The scheme is then extended into a Two-Tier Multiple Query Optimization (TTMQO) scheme [99]. The first tier, called base station optimization, adopts a cost-based approach to rewrite a set of queries into an optimized set that shares the commonalities and eliminates the redundancy among the queries in the original set. The optimized queries are then injected into the wireless sensor network. The second tier, called in-network optimization, efficiently delivers query results by taking advantage of the broadcast nature of the radio channel and sharing the sensor readings among similar queries over time and space at a finer granularity.
These proposed schemes for MQO [97][99] have explored spatial or temporal information among queries to reduce the transmission costs of multi-query processing. In this thesis, We propose to investigate a finer granularity, the semantic correlation among multiple queries, to further optimize multiple query processing in sensor networks.
The problem of “Many-to-Many aggregation” in sensor networks is addressed in [100], where destinations require data from multiple sensors while sensor data are also needed by multiple destinations. The ideas of multicast and in-network aggregation are combined to reduce communication costs. It is natural to use multicast to send source reading at sensors to multiple destinations. In the meantime, in-network aggregation is used to reduce the data communication costs for each destination. However, a sensor reading, once aggregated, becomes specific for one destination, and cannot be reused by other destinations. The goal is to determine when the in-network aggregation should be performed during multicast to minimize the overall communication costs for all destinations.

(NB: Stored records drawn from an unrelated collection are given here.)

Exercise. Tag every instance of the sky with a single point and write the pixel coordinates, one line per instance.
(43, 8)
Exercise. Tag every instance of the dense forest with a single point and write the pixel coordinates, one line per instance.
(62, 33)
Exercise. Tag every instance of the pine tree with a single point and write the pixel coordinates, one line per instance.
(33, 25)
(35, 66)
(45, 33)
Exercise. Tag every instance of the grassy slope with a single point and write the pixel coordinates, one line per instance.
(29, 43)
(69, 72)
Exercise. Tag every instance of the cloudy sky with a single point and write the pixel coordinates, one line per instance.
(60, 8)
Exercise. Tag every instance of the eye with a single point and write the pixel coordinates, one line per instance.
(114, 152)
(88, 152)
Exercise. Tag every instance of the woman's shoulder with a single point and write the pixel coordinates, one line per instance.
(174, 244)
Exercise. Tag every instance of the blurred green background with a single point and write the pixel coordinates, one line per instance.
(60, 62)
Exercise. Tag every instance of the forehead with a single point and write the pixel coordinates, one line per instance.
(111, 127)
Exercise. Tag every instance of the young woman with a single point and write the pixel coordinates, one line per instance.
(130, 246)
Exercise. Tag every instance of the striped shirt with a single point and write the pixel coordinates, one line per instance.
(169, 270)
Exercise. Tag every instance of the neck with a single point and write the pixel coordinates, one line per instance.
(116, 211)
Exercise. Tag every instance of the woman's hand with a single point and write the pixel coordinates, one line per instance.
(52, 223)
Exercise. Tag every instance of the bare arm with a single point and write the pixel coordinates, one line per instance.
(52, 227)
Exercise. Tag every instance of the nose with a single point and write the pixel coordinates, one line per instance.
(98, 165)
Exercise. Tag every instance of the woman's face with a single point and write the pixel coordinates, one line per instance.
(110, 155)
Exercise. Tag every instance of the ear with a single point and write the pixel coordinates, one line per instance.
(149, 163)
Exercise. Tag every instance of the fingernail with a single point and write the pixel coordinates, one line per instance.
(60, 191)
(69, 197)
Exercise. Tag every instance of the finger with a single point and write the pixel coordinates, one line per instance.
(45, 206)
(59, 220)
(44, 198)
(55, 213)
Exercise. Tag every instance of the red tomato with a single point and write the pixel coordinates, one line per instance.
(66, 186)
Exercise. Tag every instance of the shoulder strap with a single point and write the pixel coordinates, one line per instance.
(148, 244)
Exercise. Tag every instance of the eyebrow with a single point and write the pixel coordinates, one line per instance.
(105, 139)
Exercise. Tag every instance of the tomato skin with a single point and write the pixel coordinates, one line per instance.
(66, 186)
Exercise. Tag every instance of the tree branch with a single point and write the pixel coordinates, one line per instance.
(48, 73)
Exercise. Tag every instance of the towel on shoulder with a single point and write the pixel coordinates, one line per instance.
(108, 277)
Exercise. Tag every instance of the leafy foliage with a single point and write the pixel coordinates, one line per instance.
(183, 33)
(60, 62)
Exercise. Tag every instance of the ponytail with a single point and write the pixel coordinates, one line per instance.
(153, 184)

A similar problem of computing multiple aggregations in stream processing is studied in [101]. In stream processing, many users run different, but often similar, queries against the stream. Several techniques have been developed to find commonalities among aggregated queries with same or different predicates and windows. The stream is chopped into slices for aggregated queries with the same predicate but different windows. For queries with the same window but different predicates, the predicates of queries are used to divide the tuples at stream source into fragments. These tuples in fragments can be aggregated to form partial fragment aggregates, which can in turn be processed to produce the results for various queries. These two techniques are put together to process queries with different predicates and windows. The proposed approach is particularly effective in handling query update in a streaming system.